The stripper wrapped a robe of green dragons about herself and joined me on the floor, me with my shirt hanging in rags from my forearms, she with but little else to tell. And so we talked. She discussed life on the streets and in rehab centers while I spoke of classes on campus as if she was just another coed from a dorm across the way (now that she was down from the stage that made all the difference in the world). We drank our beers (complimentary drinks were the order of the day) and spoke of matters large and small, from global politics (hey, girl, dig that Ayatollah!) to our choice of smokes, and pressed our still clothed bodies to one another with the ease of practiced lovers discovering some new road to travel. Afterwards, a hug, a kiss, and a goodbye with the promise to meet again. And again. Hell, as many times as possible. While she was possibly in mind of just another trick, I was after some crazed romance, as if this was just an overgrown little boy’s latest bag of tricks. How quickly we learn.

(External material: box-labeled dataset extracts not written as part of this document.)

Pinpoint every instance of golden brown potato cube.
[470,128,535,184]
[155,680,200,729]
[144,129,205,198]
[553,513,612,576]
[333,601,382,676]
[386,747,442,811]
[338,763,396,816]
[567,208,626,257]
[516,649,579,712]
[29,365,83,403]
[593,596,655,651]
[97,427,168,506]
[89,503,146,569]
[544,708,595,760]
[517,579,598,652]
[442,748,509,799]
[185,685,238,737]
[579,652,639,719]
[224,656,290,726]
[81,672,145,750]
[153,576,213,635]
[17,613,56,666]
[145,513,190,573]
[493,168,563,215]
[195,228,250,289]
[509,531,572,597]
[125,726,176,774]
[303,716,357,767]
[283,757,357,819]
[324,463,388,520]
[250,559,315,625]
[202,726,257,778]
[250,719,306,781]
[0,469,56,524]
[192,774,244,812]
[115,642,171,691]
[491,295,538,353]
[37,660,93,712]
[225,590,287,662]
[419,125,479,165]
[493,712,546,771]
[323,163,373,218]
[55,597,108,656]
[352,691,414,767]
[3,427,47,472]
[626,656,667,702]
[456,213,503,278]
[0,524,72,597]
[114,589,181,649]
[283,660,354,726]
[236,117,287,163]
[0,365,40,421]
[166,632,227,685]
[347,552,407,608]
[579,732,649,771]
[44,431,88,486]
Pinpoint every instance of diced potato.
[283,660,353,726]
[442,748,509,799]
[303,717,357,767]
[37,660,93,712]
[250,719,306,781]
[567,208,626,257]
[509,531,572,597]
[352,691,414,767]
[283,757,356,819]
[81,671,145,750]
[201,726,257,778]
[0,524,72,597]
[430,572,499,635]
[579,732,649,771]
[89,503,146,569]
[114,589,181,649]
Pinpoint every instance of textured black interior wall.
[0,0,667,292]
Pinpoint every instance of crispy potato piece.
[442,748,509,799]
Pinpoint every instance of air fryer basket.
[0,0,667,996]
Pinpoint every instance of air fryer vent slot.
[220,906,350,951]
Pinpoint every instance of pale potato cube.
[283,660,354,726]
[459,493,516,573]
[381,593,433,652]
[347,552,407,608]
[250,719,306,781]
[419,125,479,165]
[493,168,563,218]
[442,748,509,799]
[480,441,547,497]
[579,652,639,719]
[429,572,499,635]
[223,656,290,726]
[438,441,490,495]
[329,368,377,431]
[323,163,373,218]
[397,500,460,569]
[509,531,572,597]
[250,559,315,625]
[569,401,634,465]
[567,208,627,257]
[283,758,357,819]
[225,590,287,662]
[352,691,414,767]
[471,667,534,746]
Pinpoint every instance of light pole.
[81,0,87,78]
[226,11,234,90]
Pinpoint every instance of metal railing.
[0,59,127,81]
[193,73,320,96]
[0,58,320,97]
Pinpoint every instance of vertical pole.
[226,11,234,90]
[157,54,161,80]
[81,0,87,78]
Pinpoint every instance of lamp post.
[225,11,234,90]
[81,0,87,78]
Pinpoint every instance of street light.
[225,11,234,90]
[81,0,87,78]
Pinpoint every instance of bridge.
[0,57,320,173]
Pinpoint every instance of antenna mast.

We met every day after classes and stripping affairs, again discussing things as if nothing was the matter. A whole world of futures unknown appeared before us, from new dances to learn to post modern economics in the world of today’s junkies. We met over drinks paid with ill gotten gains and talked about a life together; dreaming both with lust and puppy dog love intermingled together. Tables for two, please. Always.
I mentioned the possibility of her moving in with me. She did the same and then some. We’d meet outside the bar, tongues dancing as her scarred legs might, and discussed this as if it were the most natural thing to do. Never mind that our two worlds would scarce meet in those rooms, filled as they were with pictures of middle class parents and shelves of tattered paperbacks on Post-Beat literature. Until the day came that a fork appeared in the world and we each walked our separate paths. She, to an early grave. Me, well, back to Momma. And so it goes.
One day, it seems, I stopped in the bar after one too many drinks under my belt already and sat at a table far away from the stage, indifferent to her world and mine. She danced her way through another number and sat before a gentleman three chairs from me who enticed her with his silence. I sat peering at the label on my bottle, reading the ingredients (hops, water), thinking perhaps some answer to my problems lay beneath its surface. She waved me to come sit with her and the well dressed (coat, tie) man who stared straight across thin air to his property. Over and over, she beckoned me to her world and that of what could only be her pimp, her dealer, or an animal of erstwhile persuasion, but there was a wall I could not cross even in the state I was in. The beer foamed in my glass. The sweat misted its way onto my glasses. And the next thing I knew, I was on my feet, the half empty mug behind me, the dusk filling the ruddy sky of the doorway before me, my steps echoing in the streets all around.
Behind me, I could hear some strange ragged voice calling out into the night, “What about us?” But I walked on, rendered whole if only for a moment. Home was still a dream away.